2

I wrote a code in MIPS that I thought would take in a users input (decimal number), AND it with 1 and increment this by 1 and shifting the bit position left by 1 until the number reached 0, then display the number of 1s in the decimal number in its binary representation. I am not sure where I went wrong.

# Count number of 1s in a 32 Bit Number
#$t0 = user input
#$t1 = counter
.data
prompt: .asciiz "Enter Number: "
result: .asciiz "Number of 1s counted: "
n:  .word   0
counter:.word   0
    .text

#Prompt User for Number 
    li $v0, 4       #load text stored in v0
        la $a0, prompt  #print prompt
        syscall     #call prompt string

#Get user Input   
        li $v0, 5   #load number stored in v0
        la $t0, n   #load int into $t0
        syscall     #display integer

#Store user input in $t0 to do function
        move $t0, $v0   #Move value from $v0 to $t0 to modify
        la $t1, counter #load address of counter
        lw $t1, 0($t1)  #load counter to t1

AND:
    andi $t2, $t0, 1 #and user input($t0) with 1 and store in $t2
    beq  $t2, 1, loop #if t2 equals 0 branch
    srl  $t0, $t0, 1 #shift user input($t0) to right 1 position logically
    b AND       #branch this function

loop:
    add $t1, $t1, 1 #add 1 to the counter
    srl $t0, $t0, 1 #shift $to to the right 1 position logically with counter
    beqz $t0, display #If $t0 equals 0 send to display function
    b AND       #send back to AND function if not

display:
       li $v0, 4    #load text stored in v0
       la $a0, result   #print text from address a0
       syscall
       la $a0, ($t1)    #load the address of the counter to a0
       li $v0, 1      #load integer stored in v0
       syscall        #print final integer
Peter Cordes
  • 328,167
  • 45
  • 605
  • 847
Ooka
  • 49
  • 2
  • 6
  • you're doing so many unnecessary memory loads and stores. There are still lots of free registers, just use them – phuclv Feb 19 '20 at 09:52

2 Answers2

1

Stepping through this code with MARS 4.5 MIPS emulator reveals that for some yet unknown reason for me b AND just does not work as should. If you write j AND instead everything will work correctly.

EDIT: As @Peter Cordes pointed out it is most likely an assembler bug.

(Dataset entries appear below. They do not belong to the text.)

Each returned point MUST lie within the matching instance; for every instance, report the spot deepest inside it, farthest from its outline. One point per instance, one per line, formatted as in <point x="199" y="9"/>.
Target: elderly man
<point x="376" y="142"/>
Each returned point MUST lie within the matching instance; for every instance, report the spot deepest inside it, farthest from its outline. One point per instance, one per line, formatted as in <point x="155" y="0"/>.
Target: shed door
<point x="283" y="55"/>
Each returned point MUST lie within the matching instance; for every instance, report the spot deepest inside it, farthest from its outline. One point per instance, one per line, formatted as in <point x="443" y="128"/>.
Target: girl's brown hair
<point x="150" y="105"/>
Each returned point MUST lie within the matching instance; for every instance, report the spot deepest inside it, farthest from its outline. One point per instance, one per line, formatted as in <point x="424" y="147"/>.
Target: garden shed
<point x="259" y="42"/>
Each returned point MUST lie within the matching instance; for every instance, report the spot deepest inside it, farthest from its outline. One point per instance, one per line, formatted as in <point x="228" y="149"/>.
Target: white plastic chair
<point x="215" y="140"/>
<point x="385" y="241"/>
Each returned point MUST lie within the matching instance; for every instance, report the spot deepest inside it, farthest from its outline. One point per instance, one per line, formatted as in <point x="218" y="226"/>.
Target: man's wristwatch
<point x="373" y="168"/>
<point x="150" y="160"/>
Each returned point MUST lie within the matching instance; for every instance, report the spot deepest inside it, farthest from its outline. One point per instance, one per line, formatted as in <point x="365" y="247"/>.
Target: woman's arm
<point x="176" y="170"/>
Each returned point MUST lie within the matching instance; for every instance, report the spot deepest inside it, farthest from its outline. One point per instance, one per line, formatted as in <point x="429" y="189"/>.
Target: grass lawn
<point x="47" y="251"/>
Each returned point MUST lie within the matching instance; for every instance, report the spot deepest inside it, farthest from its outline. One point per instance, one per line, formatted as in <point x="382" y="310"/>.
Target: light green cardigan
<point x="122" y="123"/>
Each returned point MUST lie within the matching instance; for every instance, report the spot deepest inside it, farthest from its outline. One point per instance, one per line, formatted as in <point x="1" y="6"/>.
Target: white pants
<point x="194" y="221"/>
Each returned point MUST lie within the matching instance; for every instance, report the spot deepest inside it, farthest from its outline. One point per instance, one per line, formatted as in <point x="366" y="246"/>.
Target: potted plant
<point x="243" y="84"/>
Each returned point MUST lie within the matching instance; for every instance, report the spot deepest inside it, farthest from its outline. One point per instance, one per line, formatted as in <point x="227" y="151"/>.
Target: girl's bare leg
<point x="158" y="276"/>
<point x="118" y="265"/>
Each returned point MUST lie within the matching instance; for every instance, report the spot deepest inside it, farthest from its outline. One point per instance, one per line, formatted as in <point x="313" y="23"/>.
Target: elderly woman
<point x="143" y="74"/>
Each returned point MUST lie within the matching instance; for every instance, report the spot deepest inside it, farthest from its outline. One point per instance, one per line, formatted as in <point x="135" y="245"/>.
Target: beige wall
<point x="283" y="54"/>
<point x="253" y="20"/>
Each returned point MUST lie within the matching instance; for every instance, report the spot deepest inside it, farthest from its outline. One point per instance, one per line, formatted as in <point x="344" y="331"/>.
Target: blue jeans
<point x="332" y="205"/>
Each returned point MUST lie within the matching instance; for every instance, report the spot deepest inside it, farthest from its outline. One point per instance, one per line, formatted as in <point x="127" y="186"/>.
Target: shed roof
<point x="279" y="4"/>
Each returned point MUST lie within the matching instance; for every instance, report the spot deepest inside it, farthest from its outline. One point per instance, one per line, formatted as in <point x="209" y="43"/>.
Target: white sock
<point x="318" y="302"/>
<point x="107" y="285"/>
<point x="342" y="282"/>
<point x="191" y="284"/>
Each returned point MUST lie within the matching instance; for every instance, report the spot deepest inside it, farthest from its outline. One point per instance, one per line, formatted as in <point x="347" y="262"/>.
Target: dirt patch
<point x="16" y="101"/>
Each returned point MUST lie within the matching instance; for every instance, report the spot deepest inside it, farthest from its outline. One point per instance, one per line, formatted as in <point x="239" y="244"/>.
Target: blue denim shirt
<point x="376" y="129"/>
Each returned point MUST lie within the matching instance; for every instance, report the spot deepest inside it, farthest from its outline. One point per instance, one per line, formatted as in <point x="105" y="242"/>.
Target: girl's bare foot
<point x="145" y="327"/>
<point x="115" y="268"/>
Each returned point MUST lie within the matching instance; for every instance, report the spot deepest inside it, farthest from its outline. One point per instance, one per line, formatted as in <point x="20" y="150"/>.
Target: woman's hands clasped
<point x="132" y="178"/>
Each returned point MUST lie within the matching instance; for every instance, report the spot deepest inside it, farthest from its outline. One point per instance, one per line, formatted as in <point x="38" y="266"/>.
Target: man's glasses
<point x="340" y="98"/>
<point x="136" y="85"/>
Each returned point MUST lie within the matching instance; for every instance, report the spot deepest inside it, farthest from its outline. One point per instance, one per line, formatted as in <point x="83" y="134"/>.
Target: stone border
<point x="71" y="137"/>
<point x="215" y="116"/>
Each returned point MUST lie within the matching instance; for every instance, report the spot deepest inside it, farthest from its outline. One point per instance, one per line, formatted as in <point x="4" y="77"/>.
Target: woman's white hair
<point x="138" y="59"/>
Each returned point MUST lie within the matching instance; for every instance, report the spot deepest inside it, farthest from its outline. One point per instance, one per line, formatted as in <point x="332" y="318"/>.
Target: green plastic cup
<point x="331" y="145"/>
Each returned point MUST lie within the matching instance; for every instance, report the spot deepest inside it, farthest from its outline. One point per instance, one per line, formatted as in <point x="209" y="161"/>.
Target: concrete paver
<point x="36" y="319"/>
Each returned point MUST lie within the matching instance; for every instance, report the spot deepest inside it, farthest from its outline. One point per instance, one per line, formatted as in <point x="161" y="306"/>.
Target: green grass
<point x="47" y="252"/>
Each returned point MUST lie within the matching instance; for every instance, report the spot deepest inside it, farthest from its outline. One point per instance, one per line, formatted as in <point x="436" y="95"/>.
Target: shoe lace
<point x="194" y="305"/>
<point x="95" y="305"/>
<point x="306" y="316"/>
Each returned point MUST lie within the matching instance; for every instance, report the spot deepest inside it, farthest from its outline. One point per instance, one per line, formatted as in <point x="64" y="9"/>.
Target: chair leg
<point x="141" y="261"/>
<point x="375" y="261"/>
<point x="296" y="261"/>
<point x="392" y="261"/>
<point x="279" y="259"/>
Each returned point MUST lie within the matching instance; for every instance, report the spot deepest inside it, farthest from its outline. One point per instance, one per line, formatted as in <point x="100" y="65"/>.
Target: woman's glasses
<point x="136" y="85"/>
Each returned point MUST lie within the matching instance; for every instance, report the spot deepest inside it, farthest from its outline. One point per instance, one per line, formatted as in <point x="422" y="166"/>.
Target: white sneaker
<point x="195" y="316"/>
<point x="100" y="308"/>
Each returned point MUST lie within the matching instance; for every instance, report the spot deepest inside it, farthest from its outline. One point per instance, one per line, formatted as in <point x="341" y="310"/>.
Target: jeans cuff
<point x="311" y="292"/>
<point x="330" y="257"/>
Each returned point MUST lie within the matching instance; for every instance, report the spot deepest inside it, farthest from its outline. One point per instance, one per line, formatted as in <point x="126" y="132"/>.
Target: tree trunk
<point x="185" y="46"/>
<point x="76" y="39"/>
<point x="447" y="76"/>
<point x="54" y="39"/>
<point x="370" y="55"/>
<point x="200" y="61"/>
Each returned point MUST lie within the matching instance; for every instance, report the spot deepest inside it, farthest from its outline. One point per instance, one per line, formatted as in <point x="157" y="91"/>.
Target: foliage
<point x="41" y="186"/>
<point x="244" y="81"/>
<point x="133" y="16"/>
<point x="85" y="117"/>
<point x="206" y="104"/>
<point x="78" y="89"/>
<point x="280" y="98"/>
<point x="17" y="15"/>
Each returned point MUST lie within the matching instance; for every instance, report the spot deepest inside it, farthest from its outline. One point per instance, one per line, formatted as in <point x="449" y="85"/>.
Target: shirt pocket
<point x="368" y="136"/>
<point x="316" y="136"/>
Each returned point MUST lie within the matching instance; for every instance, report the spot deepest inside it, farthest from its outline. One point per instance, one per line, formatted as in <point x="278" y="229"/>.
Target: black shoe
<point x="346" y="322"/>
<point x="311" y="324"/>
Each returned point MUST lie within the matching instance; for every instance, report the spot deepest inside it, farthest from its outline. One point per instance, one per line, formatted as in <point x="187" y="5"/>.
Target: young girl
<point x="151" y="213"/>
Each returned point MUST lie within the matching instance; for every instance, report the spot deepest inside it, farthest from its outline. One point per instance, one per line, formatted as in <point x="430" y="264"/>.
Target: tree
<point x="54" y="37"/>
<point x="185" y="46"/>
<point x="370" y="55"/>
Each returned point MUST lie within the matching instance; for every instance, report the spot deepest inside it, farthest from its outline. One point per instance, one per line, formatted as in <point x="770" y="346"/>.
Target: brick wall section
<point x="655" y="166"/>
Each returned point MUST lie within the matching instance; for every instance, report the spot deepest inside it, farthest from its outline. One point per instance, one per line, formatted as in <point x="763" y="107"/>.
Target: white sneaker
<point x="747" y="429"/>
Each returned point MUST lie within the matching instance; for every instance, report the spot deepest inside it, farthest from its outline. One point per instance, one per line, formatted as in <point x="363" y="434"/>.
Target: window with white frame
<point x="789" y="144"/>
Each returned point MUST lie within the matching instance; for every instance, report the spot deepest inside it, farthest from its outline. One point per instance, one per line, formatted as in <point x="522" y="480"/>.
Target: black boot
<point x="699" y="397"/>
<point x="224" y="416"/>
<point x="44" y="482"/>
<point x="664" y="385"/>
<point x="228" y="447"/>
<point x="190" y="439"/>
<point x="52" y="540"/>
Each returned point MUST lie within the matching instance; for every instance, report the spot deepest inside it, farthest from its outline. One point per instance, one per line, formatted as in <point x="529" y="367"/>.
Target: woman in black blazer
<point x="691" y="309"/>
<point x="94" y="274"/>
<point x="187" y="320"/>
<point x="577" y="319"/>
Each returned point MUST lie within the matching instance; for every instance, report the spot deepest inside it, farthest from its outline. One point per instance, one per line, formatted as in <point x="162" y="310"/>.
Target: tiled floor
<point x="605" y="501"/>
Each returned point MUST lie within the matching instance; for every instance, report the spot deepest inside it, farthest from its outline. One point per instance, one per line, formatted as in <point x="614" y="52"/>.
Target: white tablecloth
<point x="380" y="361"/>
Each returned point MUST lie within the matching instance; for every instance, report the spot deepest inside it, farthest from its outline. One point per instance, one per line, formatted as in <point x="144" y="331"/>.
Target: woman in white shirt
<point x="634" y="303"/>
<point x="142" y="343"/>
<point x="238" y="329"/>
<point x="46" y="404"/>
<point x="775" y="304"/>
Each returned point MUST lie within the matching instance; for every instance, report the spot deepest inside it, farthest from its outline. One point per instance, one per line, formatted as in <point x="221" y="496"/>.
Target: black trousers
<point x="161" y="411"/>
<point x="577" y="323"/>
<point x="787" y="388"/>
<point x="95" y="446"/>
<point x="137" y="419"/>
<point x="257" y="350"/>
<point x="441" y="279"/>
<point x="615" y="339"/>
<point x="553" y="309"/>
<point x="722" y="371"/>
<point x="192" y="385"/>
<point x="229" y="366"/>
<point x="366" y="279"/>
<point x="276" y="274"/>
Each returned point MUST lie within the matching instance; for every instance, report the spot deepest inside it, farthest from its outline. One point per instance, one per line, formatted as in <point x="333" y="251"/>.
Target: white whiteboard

NOTE: You could remove the whole loop part and do this in the AND section:

and:
    andi $t2, $t0, 1 #and user input($t0) with 1 and store in $t2
    add $t1, $t1, $t2 #add the result it is either 0 or 1
    srl  $t0, $t0, 1 #shift user input($t0) to right 1 position logically
    beqz $t0, display #If $t0 equals 0 send to display function
    j and       #send back to AND function if not
Eraklon
  • 4,206
  • 2
  • 13
  • 29
  • 1
    MIPS branch instructions use *signed* relative displacements; they can branch backwards. `bgez $zero, target` is a pretty normal way for MIPS to encode a relative branch-always, like `beq $zero, $zero, target` reaching +/-128kB relative to PC+4. [MIPS jump and branch instructions range](//stackoverflow.com/q/36442586). Are you sure changing `b` to `j` changed the program's output? Did you maybe use a different test input that didn't exercise whatever bug the OP has? (like high bit set or cleared, or low bit set or cleared, in case there's a problem on the first or last iteration.) – Peter Cordes Feb 19 '20 at 13:11
  • Are you sure about this? I did not changed anything on the input test input. You could verify this by downloading MARS 4.5. Maybe this is a bug? – Eraklon Feb 19 '20 at 13:37
  • 1
    Yes, I'm 100% sure that MIPS relative branches can go forward and backward. What exactly did you see that was wrong in MARS? Unlike real MIPS, it doesn't simulate branch-delay slots by default, but that's an option. – Peter Cordes Feb 19 '20 at 13:40
  • It resolves the labels to their hex values but it does not did it with `b AND` and also it is just gone past it simply. – Eraklon Feb 19 '20 at 13:41
  • 1
    Yeah, I see the same thing in MARS myself; that's an assembler bug. Notice that the low 16 bits of the branch encoding is `FFFF`, i.e. jump to the branch-delay slot. If you enable delayed branching (which breaks the code), the branch-delay slot executes twice. Once as the delay slot, once as the branch target. – Peter Cordes Feb 19 '20 at 13:48
  • Ohh, nice catch. Thats a shame I started to like this emulator.. – Eraklon Feb 19 '20 at 14:06
  • 1
    It's generally pretty good. One of the main downsides I knew of before this bug were that it didn't support %hi(symbol) and %lo(symbol), so if you want to lui/lw yourself you'd have to hard-code numeric addresses. – Peter Cordes Feb 19 '20 at 14:17
  • Yes I like it anyway so I stick with it too, but good to know these bugs! o7 – Eraklon Feb 19 '20 at 14:19
1

MARS apparently has an assembler bug on b instructions when the label name is also a valid instruction mnemonic. It ends up as a branch-to-next instruction.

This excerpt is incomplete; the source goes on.